Dès que le coup sifflet retentit dans la salle, Mathilde s’écroule au sol dans une expiration théâtrale. Le brouhaha des voix des volleyeurs enflent autour d’elle et leurs baskets crissent sur le sol. Elle observe les lumières du gymnase danser dans l’air poisseux de sueur alors que son cœur essaye tant bien que mal de se calmer. Un jour, j’aurais les capacités pulmonaires d’une baleine. Elle lève le poing vers le plafond, signe de promesse. Et ça te clouera le bec, passeur végétal !

Soudain, le visage rayonnant de Liam entre dans son champ de vision. Un léger rouge colore les joues du libéro, quelques gouttes de transpiration coulent le long de ses tempes… Rien à voir avec l’état post-apocalyptique de sa propre tronche. C’est quoi ces gens qui sont toujours magnifiques quelles que soient les circonstances ? Elle ferme brièvement les yeux puis se redresse sur ses avants-bras :

— Cette séance m’a crevée, soupire-t-elle tandis qu’il s’accroupit près d’elle.

— Tu m’étonnes. Tu t’es donnée à fond, sourit-il. T’es vraiment trop forte.


Il lui ébourriffe les cheveux avant d’aller aider Juliette à ranger le filet. Tch. Mathilde souffle sur les boucles qui l’empêchent de suivre le joueur du regard. Elle ignore son estomac qui fait des loopings ou la chaleur qui embrase sa peau. Ces symptômes arrivent trop souvent pour qu’ils soient révélateurs d’une simple grippe. T’es foutue, ma vieille.

Elle observe Liam s’approcher à pas de loup de Théo. Un grand sourire aux lèvres, il passe une main espiègle dans les mèches azur du passeur. La fougère plisse les yeux. La starlette hausse un sourcil provocateur. Oh oh. Ni une ni deux, Théo se met à courir après Liam en lui criant que “s’il voulait du koala endormi, il allait en avoir !” L’attaquante lève les yeux au ciel avant d’éclater de rire. Cette menace, ce n’est pas la première fois qu’elle l’entend. Cela fait quelque temps que Théo promet au handballeur de lui grimper sur le dos, exactement comme il l’a fait à la fin de la soirée d’Andréa.

Sa timidité ? Envolée.
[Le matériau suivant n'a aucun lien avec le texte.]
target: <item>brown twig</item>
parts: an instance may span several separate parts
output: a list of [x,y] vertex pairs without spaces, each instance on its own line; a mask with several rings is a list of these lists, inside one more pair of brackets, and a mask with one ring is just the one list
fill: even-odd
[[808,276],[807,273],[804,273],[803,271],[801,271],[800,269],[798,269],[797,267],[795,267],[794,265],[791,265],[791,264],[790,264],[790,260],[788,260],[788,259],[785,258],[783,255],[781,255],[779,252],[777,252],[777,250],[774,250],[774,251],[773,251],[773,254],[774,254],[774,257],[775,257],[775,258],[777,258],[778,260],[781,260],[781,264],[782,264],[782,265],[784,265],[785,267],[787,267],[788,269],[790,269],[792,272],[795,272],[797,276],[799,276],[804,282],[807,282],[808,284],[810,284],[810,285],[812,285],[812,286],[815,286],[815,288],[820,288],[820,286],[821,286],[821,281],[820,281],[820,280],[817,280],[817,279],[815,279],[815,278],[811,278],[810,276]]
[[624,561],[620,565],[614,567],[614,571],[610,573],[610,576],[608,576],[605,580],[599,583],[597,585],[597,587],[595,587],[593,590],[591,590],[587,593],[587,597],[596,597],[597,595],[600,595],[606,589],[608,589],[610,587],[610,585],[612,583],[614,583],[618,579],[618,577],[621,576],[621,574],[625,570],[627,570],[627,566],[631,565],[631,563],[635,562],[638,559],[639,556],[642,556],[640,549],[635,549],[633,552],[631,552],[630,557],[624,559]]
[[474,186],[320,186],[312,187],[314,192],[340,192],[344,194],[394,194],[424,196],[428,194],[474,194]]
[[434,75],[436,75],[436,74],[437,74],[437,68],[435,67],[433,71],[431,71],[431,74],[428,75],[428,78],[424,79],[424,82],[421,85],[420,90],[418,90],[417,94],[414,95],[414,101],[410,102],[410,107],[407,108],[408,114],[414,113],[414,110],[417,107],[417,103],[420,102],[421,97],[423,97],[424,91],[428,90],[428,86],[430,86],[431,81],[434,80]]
Le volleyeur est parti du principe que Liam, l’ayant vu ridicule - au point même de l’entendre chuchoter des choses embarassantes (gniark) -, ne s'étonnera pas de la personnalité déjantée de son coéquipier. Bien vu. Ce raisonnement logique a sonné la fin de son bégaiement et l’avènement de sa bêtise. Elle regarde Théo agiter les bras en l’air, le visage plissé par une grimace terrifiante pendant qu’il hurle comme une chèvre. Réussite critique. De son côté, Liam n’a pas sourcillé devant l’intensité du tempérament délirant de Théo. Comme s’il avait toujours souçonné que son extravagance n’avait pas encore atteint son sommet. Un sourire. Encore une belle déduction, Sherlock.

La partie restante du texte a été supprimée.